We would notify the client right away but then we would want to implement the logic of delaying the load until the tab becomes visible on client side.
One possible issue of doing so currently is that the current API does not currently let the client know why a process crashed (regular crash, vs termination due to CPU use / memory use).
Unless we change the API, this means it would be hard to implement different policies on client side (maybe we do not want the policies to be different?).

> 
> Why is this behavior specific to the CPU limit, whereas the memory limit
> notifies of crash right away?

I have not coordinated this with Andreas but I personally think we should do the same in the "termination due to memory use" case of background tabs.
This is to prevent yoyo effect.

> 
> Why does WebKit make the reload decision for Safari in this upside-down way,
> instead of allowing Safari to make the policy decision?

Explained above but I am sure we can make this work if we'd want to. We just need to agree on the best way to do so.
Comment 13 Andreas Kling 2017-03-13 14:46:51 PDT
(In reply to comment #12)
> (In reply to comment #11)
> > Why is this behavior specific to the CPU limit, whereas the memory limit
> > notifies of crash right away?
> 
> I have not coordinated this with Andreas but I personally think we should do
> the same in the "termination due to memory use" case of background tabs.
> This is to prevent yoyo effect.

I agree. It would be better to make these two behave the same :)
Comment 14 mitz 2017-03-13 15:00:14 PDT
I think it would be nice to let clients be able to distinguish between different causes of Web process termination. I don’t think it’s a good idea to have WebKit delay the reporting or decide how to handle web process termination. In particular, this doesn’t consider clients who never intend to put a web view in a window, such as an email client that does some processing of HTML email in the background.
Comment 15 Chris Dumez 2017-03-13 15:04:07 PDT
(In reply to comment #14)
> I think it would be nice to let clients be able to distinguish between
> different causes of Web process termination. I don’t think it’s a good idea
> to have WebKit delay the reporting or decide how to handle web process
> termination. In particular, this doesn’t consider clients who never intend
> to put a web view in a window, such as an email client that does some
> processing of HTML email in the background.

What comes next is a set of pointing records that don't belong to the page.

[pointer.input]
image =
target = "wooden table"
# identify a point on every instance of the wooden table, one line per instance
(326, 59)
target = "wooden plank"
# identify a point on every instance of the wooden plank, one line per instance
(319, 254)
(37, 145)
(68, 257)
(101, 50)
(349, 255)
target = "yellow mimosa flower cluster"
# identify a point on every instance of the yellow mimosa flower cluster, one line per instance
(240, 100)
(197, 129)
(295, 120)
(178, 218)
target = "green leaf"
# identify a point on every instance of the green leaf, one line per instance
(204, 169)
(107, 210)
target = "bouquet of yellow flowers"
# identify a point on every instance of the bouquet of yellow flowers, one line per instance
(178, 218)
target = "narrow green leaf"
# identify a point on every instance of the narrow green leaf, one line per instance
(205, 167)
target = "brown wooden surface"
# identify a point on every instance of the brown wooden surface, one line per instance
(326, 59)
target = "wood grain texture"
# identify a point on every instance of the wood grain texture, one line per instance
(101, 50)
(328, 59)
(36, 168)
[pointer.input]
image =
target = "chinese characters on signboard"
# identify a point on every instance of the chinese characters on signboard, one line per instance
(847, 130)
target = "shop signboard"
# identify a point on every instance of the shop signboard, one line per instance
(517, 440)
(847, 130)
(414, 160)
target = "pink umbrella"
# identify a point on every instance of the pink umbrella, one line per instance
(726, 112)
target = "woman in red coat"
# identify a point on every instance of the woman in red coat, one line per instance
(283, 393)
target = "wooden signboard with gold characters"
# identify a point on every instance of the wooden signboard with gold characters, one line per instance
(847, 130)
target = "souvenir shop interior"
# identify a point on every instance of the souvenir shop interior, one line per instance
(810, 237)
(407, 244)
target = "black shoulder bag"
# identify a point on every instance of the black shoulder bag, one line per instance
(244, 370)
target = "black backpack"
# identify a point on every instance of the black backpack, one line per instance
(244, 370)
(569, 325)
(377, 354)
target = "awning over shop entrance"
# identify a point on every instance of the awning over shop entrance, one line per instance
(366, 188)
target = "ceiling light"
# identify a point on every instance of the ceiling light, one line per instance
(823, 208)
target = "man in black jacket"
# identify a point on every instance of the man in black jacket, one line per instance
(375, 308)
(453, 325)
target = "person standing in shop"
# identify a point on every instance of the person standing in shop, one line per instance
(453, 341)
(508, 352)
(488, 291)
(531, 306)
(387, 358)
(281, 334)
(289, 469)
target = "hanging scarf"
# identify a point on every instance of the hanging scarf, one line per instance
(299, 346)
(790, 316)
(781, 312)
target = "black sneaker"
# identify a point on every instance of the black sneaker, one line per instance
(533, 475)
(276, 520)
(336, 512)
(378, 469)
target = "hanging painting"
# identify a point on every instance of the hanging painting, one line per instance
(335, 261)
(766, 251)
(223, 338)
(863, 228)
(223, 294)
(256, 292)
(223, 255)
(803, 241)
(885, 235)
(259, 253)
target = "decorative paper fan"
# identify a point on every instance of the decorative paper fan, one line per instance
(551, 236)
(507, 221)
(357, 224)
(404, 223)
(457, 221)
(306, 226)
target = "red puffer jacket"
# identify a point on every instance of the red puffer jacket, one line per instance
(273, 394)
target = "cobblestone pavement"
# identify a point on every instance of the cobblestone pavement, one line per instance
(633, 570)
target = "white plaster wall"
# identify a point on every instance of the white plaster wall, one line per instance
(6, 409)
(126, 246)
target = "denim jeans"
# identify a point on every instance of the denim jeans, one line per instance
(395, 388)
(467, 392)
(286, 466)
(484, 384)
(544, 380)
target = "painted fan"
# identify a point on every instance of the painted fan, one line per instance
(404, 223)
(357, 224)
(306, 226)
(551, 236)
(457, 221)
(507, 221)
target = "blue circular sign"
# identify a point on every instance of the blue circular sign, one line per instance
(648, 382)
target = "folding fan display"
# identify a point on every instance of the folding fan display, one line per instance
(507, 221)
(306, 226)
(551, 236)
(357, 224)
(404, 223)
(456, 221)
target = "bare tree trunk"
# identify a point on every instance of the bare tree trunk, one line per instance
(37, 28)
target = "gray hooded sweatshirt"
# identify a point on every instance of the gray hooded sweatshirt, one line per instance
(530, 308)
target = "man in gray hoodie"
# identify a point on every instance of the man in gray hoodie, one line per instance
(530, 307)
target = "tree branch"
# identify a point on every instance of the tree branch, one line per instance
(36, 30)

Agreed, it would be much nicer to deal with this on client side and will work on this.
I do not know if we really need to distinguish different kinds of terminations. As mentioned earlier, we could maybe treat all crashes / terminations the same way in Safari (i.e. reload only when the tabs becomes visible again).

Unless there is a specific need to expose the termination reason, I would try and avoid it.